In MDP, there is an assumption that an agent is fully observable of all state information in the environment.

However, because complete observation of all state information is limited in the real environment, this embodiment defines the reinforcement learning problem through POMDP (Partially Observable MDP), which makes decisions based on partial state information.

POMDP is defined as a tuple <, , , , , Ω, γ>, where ot∈ means observable information of the agent (observation) and Ω means observation probability.

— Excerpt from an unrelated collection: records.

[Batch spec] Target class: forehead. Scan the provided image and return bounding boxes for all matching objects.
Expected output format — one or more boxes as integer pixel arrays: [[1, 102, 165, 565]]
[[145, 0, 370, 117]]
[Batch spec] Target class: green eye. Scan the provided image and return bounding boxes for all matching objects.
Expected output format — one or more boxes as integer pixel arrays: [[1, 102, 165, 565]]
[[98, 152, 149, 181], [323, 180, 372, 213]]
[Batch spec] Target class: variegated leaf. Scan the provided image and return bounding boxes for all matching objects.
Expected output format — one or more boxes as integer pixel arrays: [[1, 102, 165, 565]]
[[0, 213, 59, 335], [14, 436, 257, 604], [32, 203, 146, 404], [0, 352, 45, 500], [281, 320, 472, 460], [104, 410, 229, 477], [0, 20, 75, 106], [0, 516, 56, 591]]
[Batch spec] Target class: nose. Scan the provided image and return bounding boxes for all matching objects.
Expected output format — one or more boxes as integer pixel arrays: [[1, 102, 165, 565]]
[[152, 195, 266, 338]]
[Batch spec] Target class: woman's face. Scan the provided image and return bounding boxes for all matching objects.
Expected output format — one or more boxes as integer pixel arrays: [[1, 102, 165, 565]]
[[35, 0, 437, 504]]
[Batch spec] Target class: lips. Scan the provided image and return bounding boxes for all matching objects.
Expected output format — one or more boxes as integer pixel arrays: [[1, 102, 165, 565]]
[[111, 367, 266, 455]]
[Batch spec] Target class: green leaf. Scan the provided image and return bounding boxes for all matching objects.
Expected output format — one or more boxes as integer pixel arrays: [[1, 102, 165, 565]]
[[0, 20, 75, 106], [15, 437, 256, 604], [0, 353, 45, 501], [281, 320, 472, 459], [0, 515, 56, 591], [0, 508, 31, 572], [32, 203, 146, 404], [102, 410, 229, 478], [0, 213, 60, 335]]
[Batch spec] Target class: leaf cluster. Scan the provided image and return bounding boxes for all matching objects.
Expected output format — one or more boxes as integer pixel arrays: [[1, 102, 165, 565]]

However, for convenience of explanation, the explanation below assumes that information that can actually be observed by an agent is also state information.

The prior data in this embodiment may include real-world data that does not follow the Markov decision process.

Accordingly, in order to utilize prior data, it is necessary to process the collected prior data based on the Markov decision process of the ego agent.

The prior data processing unit 102 processes the collected prior data into data including state, action, next state, and reward.

The policy learning unit 104 learns the policy of the ego agent using processed prior data and interaction data including state, action, next state, and reward obtained through real-time interaction with the environment.

According to this embodiment, the ego agent's policy is learned through an actor-critic network, and the objective function of the actor network may include a selective imitation learning term with a selective imitation learning weight having a larger value as the reward of the data sampled from the processed prior data and interaction data is higher.

Here, sampled data is data sampled from processed prior data and interaction data, and may be defined as experience information.

In the actor network objective function, a selective imitation learning term can be selectively added, for example, it may be added when the reward of the sampled data is greater than a preset threshold.

FIG. 2 is a diagram showing conventional online reinforcement learning, and FIG. 3 is a diagram showing an online reinforcement learning structure that considers prior data for policy learning according to this embodiment.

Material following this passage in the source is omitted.